3. Limited Knowledge: Although there are many places in the market where we can use artificial intelligence as a better alternative to traditional systems. The real problem is the knowledge of artificial intelligence. Aside from tech enthusiasts, students, and researchers, there are only a limited number of people who are aware of the potential of AI.

For example, many SMEs (small and medium-sized enterprises) plan their work or learn innovative ways to increase their production, manage their resources, sell and manage products online, learn and understand the behaviour of consumers and respond efficiently and effectively to the market. can react. They are also unfamiliar with service providers like Google Cloud, Amazon Web Services, and others in the tech industry.

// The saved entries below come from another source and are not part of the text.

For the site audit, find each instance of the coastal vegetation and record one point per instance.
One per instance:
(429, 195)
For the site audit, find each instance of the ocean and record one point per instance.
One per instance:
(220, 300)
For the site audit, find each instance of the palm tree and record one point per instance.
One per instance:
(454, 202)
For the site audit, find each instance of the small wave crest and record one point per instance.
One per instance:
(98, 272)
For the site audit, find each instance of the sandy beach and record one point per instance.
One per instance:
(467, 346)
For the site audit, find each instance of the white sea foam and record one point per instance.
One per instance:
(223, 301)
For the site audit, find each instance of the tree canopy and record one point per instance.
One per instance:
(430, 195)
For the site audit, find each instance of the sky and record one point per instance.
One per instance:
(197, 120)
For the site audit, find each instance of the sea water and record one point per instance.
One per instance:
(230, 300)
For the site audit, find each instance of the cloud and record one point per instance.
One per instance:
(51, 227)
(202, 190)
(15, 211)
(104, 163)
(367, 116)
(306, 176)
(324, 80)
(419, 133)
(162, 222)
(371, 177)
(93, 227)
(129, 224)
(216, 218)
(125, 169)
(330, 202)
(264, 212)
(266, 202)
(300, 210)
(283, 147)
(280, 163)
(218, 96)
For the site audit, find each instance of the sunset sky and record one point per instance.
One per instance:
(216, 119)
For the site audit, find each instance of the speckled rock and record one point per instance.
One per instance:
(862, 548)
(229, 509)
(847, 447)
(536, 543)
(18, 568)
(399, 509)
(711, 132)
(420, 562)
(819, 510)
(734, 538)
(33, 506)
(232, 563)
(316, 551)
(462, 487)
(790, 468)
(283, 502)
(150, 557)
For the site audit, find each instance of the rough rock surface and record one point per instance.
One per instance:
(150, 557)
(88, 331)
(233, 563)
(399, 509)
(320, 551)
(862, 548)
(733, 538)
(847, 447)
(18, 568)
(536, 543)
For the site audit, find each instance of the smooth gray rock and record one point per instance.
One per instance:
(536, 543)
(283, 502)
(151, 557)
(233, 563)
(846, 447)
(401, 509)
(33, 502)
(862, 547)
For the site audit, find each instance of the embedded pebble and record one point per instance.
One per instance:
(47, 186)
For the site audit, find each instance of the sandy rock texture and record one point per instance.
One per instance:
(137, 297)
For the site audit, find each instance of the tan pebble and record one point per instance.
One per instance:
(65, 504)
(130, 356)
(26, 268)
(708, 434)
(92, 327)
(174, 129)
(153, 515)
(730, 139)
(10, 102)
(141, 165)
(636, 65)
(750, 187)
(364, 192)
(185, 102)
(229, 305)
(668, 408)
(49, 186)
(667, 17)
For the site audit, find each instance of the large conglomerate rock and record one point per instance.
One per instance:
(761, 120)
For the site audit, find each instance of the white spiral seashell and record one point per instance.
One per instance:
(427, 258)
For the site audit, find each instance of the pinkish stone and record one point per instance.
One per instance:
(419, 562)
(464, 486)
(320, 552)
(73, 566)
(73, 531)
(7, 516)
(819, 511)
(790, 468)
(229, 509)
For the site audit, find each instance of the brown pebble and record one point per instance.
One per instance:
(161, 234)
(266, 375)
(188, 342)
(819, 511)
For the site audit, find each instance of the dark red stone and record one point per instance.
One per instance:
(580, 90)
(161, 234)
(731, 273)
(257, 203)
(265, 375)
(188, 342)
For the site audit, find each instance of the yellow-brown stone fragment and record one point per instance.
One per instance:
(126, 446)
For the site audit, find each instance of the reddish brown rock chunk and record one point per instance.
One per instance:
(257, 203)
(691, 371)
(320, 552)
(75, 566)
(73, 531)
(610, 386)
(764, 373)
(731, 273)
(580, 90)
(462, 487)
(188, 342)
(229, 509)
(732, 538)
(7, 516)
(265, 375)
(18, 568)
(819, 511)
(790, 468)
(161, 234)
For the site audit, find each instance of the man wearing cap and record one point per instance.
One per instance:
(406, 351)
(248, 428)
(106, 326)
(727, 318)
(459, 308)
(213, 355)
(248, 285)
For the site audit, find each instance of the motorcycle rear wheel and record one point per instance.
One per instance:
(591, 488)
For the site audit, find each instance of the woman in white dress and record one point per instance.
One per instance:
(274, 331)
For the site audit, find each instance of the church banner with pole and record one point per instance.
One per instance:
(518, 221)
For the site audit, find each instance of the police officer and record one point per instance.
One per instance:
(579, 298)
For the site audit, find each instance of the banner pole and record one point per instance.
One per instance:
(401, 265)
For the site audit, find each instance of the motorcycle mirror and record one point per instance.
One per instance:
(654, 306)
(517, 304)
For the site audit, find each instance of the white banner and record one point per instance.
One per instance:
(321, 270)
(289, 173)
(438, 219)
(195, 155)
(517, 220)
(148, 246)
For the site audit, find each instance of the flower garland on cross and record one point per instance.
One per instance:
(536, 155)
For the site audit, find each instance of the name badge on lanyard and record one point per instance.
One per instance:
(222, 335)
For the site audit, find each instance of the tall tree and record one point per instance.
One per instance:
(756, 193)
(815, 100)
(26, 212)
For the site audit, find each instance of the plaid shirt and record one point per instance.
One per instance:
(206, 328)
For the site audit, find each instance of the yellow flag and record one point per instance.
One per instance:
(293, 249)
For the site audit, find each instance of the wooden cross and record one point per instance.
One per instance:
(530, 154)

5 Main Challenges In AI Marketing - USM

4. Human level: This is one of the major AI challenges that has kept researchers busy with AI services in enterprises and startups. These companies may boast over 90% accuracy, but humans can do better in all of these scenarios. For example, let our model predict whether the image is of a dog or a cat. Humans can predict the right output nearly every time, with an astonishing accuracy of over 99%.

For a deep learning model to provide comparable performance, it requires unprecedented tuning, hyperparameter tuning, a large dataset, and a well-defined and accurate algorithm, along with robust computational power, ongoing data education of the train and test on the test data. It sounds like a lot of work, and it’s actually a hundred times harder than it sounds.

One way to avoid all the hard work is to simply use a service provider that can train specific deep learning models using pre-trained models. They’ve been trained on millions of images and are fine-tuned for maximum accuracy, but the real problem is that they keep showing errors and would really struggle to achieve human-level performance.

5. Confidentiality and Data Security: The most important factor on which all deep learning and machine learning models rely is the availability of data and resources to train them. Yes, we have data, but since this data is generated by millions of users around the world, there is a possibility that this data could be used for illegal purposes.

Suppose a healthcare provider provides services to 1 million people in a city, and a cyberattack causes the personal information of all 1 million users to fall into everyone’s hands on the dark web. This data includes data on diseases, health conditions, medical history and much more. To make matters worse, we are now dealing with planet-size data. With so much information coming in from all directions, there would definitely be some cases of data breaches.

Some companies have already started innovative work to circumvent these barriers. It trains the data on smart devices and then isn’t sent back to the servers, only the trained model is sent back to the organization.

6. Problem of Prejudice: The good or bad nature of an AI system really depends on how much data it has been trained on. Therefore, the ability to get good data is the key to good AI systems in the future. But in reality, the daily data that organizations collect is scarce and meaningless.

They are biased and only somewhat define the nature and specifics of a small number of people with common interests based on religion, ethnicity, gender, community, and other racial biases. Real change can only be brought about by defining algorithms that can effectively track these issues.

7. Scarcity of Data: While big companies like Google, Facebook and Apple are accused of unethical use of generated user data, different countries like India are enforcing strict IT rules to restrict the flow of data. These companies are therefore now faced with the problem of using local data to develop applications for the whole world, which would lead to bias.

Data is a very important aspect of AI and labelled data is used to train, learn and make predictions about machines. Some companies are trying to develop new methods and focus on creating AI models that can provide accurate results despite the scarcity of data. With distorted information, the whole system can become flawed.